BEST NEIL SIMON MOVIES
“After the Fox” (1966):
This Simon-written vehicle for Peter Sellers casts the actor as a master-of-disguise crook who escapes from prison and poses as a movie director to steal a shipment of gold; co-stars included Britt Ekland, then Sellers’ wife.
“Barefoot in the Park” (1967):
Jane Fonda and Robert Redford had their second of several screen teamings in Simon’s tale of newlyweds whose first apartment together challenges their temperamental differences.
“The Odd Couple” (1968):
Not only did Simon score an out-of-the-park movie hit with Jack Lemmon and Walter Matthau’s pairing as mismatched roommates Felix Ungar and Oscar Madison, it has fueled several television versions, including the 1970s Tony Randall-Jack Klugman classic.
“The Out-of-Towners” (1970):
In a story Simon wrote directly for the screen (remade in 1999), Lemmon and Sandy Dennis play an Ohio couple experiencing just about every mishap a traveler can encounter in New York.
“Plaza Suite” (1971):
Simon’s frequent movie muse, Matthau has the central male role in each of the three stories set at different times in the same suite at New York’s Plaza Hotel; Maureen Stapleton, Barbara Harris and Lee Grant are his leading ladies.
“The Heartbreak Kid” (1972):
The tale was adapted for a 2007 remake, but Simon’s imprint is much more on the original version, casting Charles Grodin as a newlywed who falls for another woman (Cybill Shepherd) while he’s on his honeymoon.
“The Prisoner of Second Avenue” (1975):
Jack Lemmon and Anne Bancroft are terrific as a couple thrust into the writer’s “Out-of-Towners” syndrome as New Yorkers plagued by nearly every problem the city can throw at them.
“The Sunshine Boys” (1975):
George Burns became a late-in-life Oscar winner for teaming memorably with Walter Matthau as embittered ex-vaudeville partners maneuvered into a reunion.
“Murder by Death” (1976):
Just about every famous literary detective, from Miss Marple to Charlie Chan, got a send-up in Simon’s star-packed satire of the mystery genre.

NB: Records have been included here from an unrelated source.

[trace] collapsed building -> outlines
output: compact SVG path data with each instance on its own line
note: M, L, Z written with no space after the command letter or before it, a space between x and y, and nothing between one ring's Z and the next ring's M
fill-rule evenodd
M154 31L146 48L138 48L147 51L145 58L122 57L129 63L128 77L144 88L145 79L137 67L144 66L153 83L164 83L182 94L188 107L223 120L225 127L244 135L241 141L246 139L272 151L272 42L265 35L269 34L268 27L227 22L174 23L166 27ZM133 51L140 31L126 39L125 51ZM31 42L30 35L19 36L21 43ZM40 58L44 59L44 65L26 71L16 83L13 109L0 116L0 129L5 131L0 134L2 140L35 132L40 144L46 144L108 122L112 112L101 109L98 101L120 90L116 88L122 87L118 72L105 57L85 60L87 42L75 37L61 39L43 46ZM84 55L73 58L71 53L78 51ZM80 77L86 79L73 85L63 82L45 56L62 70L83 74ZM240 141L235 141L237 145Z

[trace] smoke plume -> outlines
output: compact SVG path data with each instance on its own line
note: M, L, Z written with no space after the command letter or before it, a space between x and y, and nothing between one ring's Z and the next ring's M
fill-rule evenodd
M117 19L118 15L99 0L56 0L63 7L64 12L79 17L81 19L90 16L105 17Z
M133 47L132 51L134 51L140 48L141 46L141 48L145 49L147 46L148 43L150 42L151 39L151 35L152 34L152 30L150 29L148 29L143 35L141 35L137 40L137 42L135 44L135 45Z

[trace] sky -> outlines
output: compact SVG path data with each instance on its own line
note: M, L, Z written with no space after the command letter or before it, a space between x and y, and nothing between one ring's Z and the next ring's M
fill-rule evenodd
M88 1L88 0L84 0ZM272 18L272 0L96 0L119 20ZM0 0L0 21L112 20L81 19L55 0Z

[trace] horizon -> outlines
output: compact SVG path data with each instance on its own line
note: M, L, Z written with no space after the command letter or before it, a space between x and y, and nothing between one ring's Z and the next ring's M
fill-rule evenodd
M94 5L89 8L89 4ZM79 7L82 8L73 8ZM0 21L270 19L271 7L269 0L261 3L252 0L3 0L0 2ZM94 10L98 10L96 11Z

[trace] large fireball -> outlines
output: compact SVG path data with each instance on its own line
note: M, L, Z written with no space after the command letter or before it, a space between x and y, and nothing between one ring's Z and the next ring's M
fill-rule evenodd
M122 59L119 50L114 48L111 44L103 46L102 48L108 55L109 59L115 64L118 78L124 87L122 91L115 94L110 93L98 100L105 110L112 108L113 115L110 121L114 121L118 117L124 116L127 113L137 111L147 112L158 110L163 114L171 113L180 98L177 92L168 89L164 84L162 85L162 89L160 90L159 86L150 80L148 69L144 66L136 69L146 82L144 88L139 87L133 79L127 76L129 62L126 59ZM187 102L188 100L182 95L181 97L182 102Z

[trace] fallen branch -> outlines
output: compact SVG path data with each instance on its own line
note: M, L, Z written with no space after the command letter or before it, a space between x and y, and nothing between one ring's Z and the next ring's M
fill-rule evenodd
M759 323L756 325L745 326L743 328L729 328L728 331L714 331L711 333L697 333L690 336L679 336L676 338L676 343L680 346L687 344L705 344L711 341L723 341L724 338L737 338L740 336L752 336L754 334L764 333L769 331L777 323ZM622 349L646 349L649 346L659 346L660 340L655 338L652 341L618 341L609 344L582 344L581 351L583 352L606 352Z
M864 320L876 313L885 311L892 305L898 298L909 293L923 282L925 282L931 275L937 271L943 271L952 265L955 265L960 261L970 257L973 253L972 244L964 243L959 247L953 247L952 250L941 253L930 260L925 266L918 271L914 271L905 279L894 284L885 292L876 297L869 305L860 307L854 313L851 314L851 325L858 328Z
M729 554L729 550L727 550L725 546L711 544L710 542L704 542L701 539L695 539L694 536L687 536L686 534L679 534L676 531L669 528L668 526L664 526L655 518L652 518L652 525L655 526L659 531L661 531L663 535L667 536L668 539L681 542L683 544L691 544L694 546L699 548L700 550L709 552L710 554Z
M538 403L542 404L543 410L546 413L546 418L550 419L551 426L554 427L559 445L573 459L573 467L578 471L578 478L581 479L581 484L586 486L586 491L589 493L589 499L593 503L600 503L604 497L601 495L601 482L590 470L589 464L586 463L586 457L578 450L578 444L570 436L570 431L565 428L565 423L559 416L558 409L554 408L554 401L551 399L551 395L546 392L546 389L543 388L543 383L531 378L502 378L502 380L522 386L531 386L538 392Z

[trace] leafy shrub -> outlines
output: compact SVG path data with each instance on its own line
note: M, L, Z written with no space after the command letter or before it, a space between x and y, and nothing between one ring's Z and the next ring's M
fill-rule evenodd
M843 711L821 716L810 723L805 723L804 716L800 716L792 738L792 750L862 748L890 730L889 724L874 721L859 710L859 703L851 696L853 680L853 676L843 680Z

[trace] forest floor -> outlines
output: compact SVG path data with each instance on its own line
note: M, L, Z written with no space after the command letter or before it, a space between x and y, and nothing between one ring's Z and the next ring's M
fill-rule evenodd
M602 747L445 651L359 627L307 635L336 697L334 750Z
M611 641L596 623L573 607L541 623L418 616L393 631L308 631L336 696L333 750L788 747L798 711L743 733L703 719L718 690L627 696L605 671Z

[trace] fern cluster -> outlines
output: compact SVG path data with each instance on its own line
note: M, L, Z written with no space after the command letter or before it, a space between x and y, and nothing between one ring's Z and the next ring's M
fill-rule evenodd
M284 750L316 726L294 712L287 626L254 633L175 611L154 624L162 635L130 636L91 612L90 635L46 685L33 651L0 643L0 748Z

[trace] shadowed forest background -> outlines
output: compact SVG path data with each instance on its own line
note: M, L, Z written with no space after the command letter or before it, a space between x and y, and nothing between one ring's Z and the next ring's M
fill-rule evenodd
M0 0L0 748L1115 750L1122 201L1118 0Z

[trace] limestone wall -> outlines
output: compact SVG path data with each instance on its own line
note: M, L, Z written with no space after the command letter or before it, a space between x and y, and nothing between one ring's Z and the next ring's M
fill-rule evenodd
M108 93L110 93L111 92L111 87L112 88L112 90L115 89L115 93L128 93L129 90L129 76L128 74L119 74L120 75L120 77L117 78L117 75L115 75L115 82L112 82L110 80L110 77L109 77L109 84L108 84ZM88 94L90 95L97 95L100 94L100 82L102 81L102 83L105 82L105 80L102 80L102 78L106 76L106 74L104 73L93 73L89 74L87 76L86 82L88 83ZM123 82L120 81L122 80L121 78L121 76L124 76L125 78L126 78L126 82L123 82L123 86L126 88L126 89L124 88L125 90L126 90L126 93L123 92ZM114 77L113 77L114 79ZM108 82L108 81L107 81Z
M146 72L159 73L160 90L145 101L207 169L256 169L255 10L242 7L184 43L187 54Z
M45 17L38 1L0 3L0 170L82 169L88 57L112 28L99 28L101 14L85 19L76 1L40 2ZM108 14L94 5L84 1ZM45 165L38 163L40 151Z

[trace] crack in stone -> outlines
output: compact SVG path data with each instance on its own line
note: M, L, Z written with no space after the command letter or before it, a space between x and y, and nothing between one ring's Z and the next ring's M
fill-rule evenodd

“The Goodbye Girl” (1977):
Marsha Mason received a strong screen role from her then-husband Simon, but it was Richard Dreyfuss who won an Oscar for the film, portraying a struggling actor thrown by circumstance into sharing a New York apartment with a single mom (Mason) and her wise-beyond-her-years daughter (Quinn Cummings). Turner Classic Movies shows the picture Sunday, March 3, as part of its “31 Days of Oscar.”